Argentina consiguió la medalla de plata, la segunda en su historia de los Juegos Olímpicos, luego de perder 1-3 ante Países Bajos. En un partido donde la presión neerlandesa fue protagonista, las argentinas dieron pelea y luego de un magnífico torneo se colgaron la medalla del segundo lugar.

Si bien el resultado final no fue el esperado por todos, llegar a una final teniendo en cuenta cómo empezó el torneo, no parecía una tarea fácil. Es más que obvio que la idea de las nuestras siempre fue llegar lo más lejos posible, y lo hicieron hasta la instancia cúlmine. En un partido difícil que se quebró en el segundo set, Países Bajos se quedó con el triunfo y el primer puesto, mientras que las argentinas ganaron con un sabor amargo la de plata.

El primer chico comenzó y las sensaciones internas empezaron a moverse. Con los nervios a flor de piel arrancó la final, otra vez Paises Bajos, otra vez un primer o segundo puesto. Las de naranja presionaron desde el inicio mientras que el dominio nacional fue de menor a mayor y, con el paso de los minutos, las argentinas se empezaron a hacer dueñas de la bocha. Sin muchas llegadas salvo una de las europeas al principio, el primer set quedó 0-0.

En los segundos quince pasó todo, fue donde el resultado del partido tomó forma. El dominio de la bocha por parte de Argentina no estuvo presente y las neerlandesas se hicieron fuertes de a poco. Desde el córner corto aparecieron los tres goles de las europeas, uno de Caia van Maasakker y dos de Margot van Geffen. Sobre el final y para levantar el ánimo, desde la misma vía que su rival Agustina Gorzelany anotó el descuento para cerrar el primer tiempo 3-1.
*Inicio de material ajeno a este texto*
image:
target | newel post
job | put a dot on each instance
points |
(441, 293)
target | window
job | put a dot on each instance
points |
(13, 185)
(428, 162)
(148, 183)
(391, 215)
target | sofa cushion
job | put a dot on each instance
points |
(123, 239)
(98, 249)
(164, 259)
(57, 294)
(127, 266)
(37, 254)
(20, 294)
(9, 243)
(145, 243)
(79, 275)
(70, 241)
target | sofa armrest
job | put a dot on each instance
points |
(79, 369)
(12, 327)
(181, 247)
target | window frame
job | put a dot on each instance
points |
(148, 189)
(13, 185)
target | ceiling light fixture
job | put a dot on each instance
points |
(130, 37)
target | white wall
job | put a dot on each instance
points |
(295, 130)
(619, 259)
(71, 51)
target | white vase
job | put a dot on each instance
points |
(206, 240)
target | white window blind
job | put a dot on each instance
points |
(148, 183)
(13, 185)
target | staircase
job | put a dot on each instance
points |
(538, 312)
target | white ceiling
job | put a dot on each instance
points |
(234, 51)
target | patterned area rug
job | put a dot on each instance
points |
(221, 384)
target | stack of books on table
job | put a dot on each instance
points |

En el tercer cuarto de hora luego del descanso largo, ambas selecciones salieron a conseguir el sueño: La medalla de oro. En un set trabado con pocas llegadas, una salvada de Belén Succi levantó el ánimo de las sudamericanas, pero no hubo mucho más. Las de naranja buscaron desde la presión, y Las Leonas desde los movimientos individuales de las volantes, pero todo quedó 1-3.

Para el cuarto final, Países Bajos hizo lo esperado: aguantaron atrás, no se apresuraron a salir y tuvieron una defensa prolija. Por el lado de las argentinas, el poco tiempo, los nervios y las ganas de triunfar pasaron factura. Los ataques fueron ordenados en momentos y apresurados en otros. Sin muchas aproximaciones, el partido terminó tres a uno a favor de las de naranja, pero si hay algo que remarcar es que la medalla de plata se la ganaron las nuestras, no perdieron la de oro.

Las albicelestes dejaron todo y más en la cancha y arribaron hasta la estación final, donde sólo quedan dos equipos arriba del tren de la ilusión. El partido no fue el esperado, pero el torneo sí, otra vez finalistas, otra vez entre las mejores del mundo, otra vez fueron Leonas. El segundo puesto quedará, ahora, con sabor amargo, pero con el paso del tiempo se tomará dimensión de lo que esta selección hace: estar entre las mejores del mundo hace más de una década.